The film is therefore a resonate, timely, and essential one simply because of its role in educating audiences about Recy Taylor and the unheralded women who did so much during the civil rights movement despite constantly being relegated to the shadows while orators like Martin Luther King Jr. and Malcolm X stole the spotlight. And that story does ultimately transcend what proves to be a documentary hampered by an awkward visual aesthetic. Buirski too often projects images upon images with a translucency that only works to make both indecipherable. Rather than fade one out as the other fades in to replace it, she’ll have a widescreen shot of trees or buildings infiltrated by a full frame box of old film that disappears before it ever reaches full opacity.
So we have to wonder if either image truly demands attention or if they’re merely thrown onscreen to give us something to look at while the interviews are heard above them. It’s tough because leaving the project a series of talking heads would inherently make it less interesting and yet the familiarity of doing so might also allow it to be more coherent. I did like the notion of bringing in these rare films made by black artists for black audiences to provide complexity to black characters Hollywood wouldn’t, but they’re rarely used in a way that lets us watch them. Too often they transform into textures against disparate present-day locales. To say it’s a ghosted image of the past projected atop today, however, would be a stretch.
I would also question the decision to hold Recy back until the end. We hear her voice early on so we know that either Buirski talked to her or someone else interested in the story did. We therefore assume that footage does exist of her telling her side to complement the emotional accounts of her siblings. It’s these visible depictions of the incident’s impact so long after the fact that really hit home whether Alma’s rage, Robert’s love, or Feimster’s obvious passion and respect for what Recy did despite the trauma and pressure surrounding her. Seeing that same passion on the subject’s face earlier could have brought added impact — at least more than the reveal being postponed to contrast what happened to her rapists provides.

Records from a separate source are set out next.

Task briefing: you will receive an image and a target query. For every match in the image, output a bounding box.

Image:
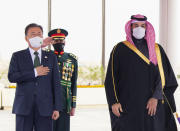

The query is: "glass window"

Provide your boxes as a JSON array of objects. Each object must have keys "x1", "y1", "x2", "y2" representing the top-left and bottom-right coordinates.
[
  {"x1": 51, "y1": 0, "x2": 102, "y2": 65},
  {"x1": 0, "y1": 0, "x2": 48, "y2": 61},
  {"x1": 51, "y1": 0, "x2": 102, "y2": 85}
]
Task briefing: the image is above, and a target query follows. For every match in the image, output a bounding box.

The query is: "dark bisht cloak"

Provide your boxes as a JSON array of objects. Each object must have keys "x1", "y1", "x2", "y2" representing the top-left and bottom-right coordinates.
[{"x1": 104, "y1": 42, "x2": 178, "y2": 131}]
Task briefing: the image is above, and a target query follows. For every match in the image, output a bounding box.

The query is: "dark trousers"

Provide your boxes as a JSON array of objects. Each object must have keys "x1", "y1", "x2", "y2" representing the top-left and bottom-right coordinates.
[
  {"x1": 16, "y1": 96, "x2": 52, "y2": 131},
  {"x1": 53, "y1": 111, "x2": 70, "y2": 131}
]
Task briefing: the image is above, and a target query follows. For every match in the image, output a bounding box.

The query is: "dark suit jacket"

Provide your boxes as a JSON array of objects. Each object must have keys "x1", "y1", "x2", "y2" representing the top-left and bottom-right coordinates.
[{"x1": 8, "y1": 48, "x2": 62, "y2": 116}]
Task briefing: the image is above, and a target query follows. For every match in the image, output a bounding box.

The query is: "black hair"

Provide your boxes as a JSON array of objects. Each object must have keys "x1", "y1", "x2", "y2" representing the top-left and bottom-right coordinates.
[{"x1": 25, "y1": 23, "x2": 43, "y2": 36}]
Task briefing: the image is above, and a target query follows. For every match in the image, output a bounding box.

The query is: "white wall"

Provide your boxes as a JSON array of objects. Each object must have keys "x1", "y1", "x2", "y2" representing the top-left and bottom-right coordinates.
[{"x1": 160, "y1": 0, "x2": 180, "y2": 75}]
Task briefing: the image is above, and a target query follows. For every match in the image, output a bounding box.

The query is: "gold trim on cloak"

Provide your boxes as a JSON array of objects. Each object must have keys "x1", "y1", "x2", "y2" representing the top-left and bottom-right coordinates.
[{"x1": 112, "y1": 41, "x2": 178, "y2": 117}]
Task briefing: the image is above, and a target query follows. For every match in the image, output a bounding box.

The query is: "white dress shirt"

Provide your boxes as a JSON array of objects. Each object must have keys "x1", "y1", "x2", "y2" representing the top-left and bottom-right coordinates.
[{"x1": 29, "y1": 47, "x2": 42, "y2": 77}]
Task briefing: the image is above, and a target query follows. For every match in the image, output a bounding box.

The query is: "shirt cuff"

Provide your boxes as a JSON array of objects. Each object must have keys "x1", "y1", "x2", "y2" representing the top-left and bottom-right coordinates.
[
  {"x1": 152, "y1": 89, "x2": 163, "y2": 100},
  {"x1": 34, "y1": 69, "x2": 38, "y2": 77}
]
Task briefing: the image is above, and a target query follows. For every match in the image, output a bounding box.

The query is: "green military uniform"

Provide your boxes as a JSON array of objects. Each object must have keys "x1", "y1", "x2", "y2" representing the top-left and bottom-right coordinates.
[
  {"x1": 48, "y1": 28, "x2": 78, "y2": 131},
  {"x1": 55, "y1": 51, "x2": 78, "y2": 112}
]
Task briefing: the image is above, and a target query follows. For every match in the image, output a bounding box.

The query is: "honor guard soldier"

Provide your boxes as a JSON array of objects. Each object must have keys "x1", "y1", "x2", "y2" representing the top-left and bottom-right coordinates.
[{"x1": 48, "y1": 28, "x2": 78, "y2": 131}]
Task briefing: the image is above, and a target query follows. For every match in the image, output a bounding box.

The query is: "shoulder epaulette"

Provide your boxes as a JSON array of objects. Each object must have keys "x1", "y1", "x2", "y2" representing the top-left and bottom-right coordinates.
[{"x1": 69, "y1": 53, "x2": 78, "y2": 60}]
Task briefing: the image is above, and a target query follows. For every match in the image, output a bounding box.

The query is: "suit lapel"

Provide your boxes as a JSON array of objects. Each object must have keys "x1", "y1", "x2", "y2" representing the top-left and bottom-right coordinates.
[
  {"x1": 25, "y1": 48, "x2": 34, "y2": 68},
  {"x1": 41, "y1": 50, "x2": 48, "y2": 66},
  {"x1": 24, "y1": 48, "x2": 48, "y2": 68}
]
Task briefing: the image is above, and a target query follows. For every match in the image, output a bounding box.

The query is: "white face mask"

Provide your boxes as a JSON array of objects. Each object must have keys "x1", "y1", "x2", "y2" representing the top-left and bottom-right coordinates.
[
  {"x1": 132, "y1": 27, "x2": 146, "y2": 39},
  {"x1": 29, "y1": 36, "x2": 43, "y2": 48}
]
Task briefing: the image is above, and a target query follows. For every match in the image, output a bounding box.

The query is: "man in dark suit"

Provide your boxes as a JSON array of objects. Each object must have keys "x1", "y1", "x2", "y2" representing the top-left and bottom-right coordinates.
[{"x1": 8, "y1": 23, "x2": 62, "y2": 131}]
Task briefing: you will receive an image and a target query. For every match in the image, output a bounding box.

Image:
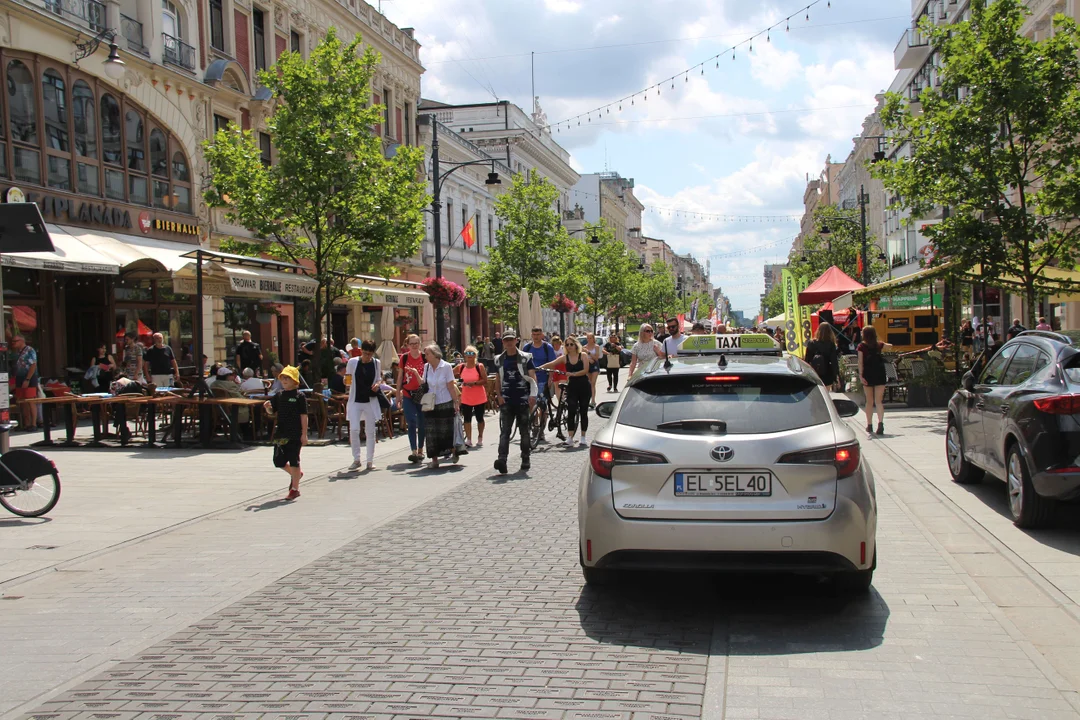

Whatever issues I have with the final construction don’t alter the reality that Recy Taylor’s story must be told and seen. This is especially true today as the most vocal and high-profile proponents of #MeToo and the quest to give women voices are white and sadly prone to causing different issues by the way they implicitly remove women of color from the conversation. As the opening lines Buirski places onscreen explain, the number of black women who have been raped is too high to even begin to quantify. How they were treated as subhuman post-slavery and the stigma still attributed to them (don’t forget Harvey Weinstein finally “defended” himself against accusations only when Lupita Nyong’o told her story) demands their own pillar of strength. Recy Taylor is she.
The Rape of Recy Taylor opens in Los Angeles on Friday, December 8th and New York City on Friday, December 15th.